Dado que el número de personas que han perdido permanentemente el trabajo se ha mantenido estable, el número de personas que han estado sin trabajo durante 27 semanas o más ha aumentado. Hay una relación comprensible entre los dos: meses después de que aumenta el número de personas permanentemente desempleadas, también aumenta el número de personas que han estado sin trabajo durante un período prolongado de tiempo.

En febrero, 4,1 millones de estadounidenses habían estado sin trabajo durante al menos 27 semanas, el 41,6% de todos los que estaban sin trabajo. El hecho de que tanta gente haya estado sin trabajo durante tanto tiempo aumenta la duración media del desempleo. En febrero, la duración media que los estadounidenses desempleados habían estado sin trabajo era de 27,6 semanas. La duración media, la cifra en la que la mitad de los desempleados ha estado sin trabajo más tiempo y la otra mitad menos, fue de solo 18,3 semanas.
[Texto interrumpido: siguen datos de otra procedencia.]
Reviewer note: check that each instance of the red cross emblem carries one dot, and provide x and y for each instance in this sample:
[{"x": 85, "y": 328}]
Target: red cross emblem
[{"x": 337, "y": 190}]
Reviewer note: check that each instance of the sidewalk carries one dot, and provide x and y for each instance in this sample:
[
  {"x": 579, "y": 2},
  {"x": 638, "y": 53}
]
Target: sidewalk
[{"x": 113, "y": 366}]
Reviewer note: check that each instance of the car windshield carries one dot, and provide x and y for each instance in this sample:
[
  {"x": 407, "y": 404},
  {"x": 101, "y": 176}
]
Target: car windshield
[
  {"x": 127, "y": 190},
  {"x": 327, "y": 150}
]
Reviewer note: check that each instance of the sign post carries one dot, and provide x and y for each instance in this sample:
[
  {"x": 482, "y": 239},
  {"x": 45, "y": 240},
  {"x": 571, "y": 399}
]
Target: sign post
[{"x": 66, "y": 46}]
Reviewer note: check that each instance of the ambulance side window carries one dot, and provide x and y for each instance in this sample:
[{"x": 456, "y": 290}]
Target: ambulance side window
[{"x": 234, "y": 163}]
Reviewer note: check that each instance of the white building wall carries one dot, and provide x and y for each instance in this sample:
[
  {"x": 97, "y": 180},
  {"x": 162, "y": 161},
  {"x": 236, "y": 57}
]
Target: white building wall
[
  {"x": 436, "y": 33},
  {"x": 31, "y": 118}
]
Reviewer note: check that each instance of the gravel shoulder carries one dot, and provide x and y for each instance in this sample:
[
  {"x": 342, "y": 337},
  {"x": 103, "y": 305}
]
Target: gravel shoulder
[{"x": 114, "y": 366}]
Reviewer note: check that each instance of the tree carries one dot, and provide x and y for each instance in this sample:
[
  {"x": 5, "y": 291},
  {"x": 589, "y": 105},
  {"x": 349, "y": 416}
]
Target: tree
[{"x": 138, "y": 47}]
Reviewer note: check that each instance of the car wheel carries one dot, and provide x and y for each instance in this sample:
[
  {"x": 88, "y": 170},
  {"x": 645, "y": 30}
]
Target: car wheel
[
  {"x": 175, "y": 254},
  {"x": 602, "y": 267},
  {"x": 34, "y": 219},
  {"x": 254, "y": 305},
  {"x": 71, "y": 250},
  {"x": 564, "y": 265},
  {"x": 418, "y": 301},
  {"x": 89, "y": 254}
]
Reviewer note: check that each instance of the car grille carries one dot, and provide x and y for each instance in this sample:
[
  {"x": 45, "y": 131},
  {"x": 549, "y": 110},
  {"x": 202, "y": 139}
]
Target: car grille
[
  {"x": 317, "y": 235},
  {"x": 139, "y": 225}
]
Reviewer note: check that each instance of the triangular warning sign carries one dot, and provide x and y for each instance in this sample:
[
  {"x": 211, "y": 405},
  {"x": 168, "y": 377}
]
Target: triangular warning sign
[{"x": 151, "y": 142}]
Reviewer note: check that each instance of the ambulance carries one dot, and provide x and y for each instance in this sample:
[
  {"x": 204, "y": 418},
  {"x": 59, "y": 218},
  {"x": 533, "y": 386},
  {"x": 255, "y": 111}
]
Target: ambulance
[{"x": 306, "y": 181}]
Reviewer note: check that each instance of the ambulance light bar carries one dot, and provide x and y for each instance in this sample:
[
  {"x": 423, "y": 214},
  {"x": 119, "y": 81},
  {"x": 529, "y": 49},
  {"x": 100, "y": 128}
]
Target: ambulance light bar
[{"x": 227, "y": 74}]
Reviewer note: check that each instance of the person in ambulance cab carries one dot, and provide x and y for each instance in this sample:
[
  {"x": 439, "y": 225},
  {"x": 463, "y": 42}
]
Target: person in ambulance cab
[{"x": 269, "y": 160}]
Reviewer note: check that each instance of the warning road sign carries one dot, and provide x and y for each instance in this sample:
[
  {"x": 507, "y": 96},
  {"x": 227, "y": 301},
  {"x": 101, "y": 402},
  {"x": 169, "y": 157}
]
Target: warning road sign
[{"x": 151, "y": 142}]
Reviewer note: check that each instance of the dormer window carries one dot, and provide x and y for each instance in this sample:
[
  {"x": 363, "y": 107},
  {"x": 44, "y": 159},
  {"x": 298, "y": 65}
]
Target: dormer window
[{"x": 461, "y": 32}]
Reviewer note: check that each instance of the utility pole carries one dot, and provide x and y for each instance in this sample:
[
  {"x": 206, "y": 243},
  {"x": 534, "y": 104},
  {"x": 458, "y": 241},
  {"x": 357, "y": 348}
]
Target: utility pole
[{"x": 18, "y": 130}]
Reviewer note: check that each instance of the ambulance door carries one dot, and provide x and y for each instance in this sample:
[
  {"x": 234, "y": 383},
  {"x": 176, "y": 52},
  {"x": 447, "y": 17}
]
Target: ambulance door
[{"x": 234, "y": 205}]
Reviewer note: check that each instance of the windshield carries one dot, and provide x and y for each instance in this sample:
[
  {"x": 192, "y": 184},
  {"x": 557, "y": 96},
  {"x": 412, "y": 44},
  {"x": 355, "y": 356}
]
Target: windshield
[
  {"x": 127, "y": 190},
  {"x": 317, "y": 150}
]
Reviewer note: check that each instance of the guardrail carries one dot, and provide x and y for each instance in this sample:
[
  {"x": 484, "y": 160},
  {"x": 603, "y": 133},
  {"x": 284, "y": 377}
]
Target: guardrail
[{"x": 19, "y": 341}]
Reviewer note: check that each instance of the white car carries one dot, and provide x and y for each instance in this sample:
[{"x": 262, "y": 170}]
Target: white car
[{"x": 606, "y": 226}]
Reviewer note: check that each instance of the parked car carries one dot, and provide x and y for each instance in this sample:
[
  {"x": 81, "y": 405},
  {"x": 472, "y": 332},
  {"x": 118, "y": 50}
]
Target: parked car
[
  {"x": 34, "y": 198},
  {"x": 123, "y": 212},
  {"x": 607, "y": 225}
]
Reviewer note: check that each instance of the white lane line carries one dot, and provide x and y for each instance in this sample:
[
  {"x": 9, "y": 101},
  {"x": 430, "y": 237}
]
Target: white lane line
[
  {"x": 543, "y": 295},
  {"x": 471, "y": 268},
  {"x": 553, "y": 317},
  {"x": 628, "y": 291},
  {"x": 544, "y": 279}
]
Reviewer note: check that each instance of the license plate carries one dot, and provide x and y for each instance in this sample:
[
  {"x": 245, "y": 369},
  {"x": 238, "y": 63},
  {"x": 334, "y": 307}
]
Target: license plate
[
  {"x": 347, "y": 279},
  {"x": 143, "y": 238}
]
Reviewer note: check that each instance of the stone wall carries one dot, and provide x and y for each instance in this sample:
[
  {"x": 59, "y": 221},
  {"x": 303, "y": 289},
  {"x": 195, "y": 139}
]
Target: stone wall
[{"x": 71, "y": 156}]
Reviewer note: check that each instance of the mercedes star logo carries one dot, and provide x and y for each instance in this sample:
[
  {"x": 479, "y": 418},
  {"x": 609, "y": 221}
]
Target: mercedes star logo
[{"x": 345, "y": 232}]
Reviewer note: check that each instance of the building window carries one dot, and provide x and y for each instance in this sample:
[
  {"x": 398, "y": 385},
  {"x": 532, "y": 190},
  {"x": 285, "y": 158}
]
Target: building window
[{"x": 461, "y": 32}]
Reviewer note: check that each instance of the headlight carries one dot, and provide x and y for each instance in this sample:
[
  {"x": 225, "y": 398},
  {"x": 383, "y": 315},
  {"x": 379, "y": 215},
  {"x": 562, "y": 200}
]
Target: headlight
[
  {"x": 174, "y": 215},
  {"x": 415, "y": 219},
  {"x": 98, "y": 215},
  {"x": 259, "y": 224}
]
Lo que eso significa es que hay muchas personas que han estado sin trabajo durante un período de tiempo sustancialmente más largo, lo que eleva el promedio más alto.

Es un contexto importante para la noticia de que se llegó a un acuerdo en el Congreso para extender los beneficios de desempleo mejorados hasta septiembre a una tasa más baja (u$s 300 en lugar de u$s 400). Entre otras cosas, refleja la preocupación por la duración y la profundidad de la crisis del desempleo. Hasta fines de septiembre quedan 25 semanas a partir de ahora, o solo un poco menos que el tiempo promedio que las personas que actualmente están desempleadas ya han estado desempleadas.

*Publicado en The Washington Post. Ilustración de portada: AlexeyKondakov.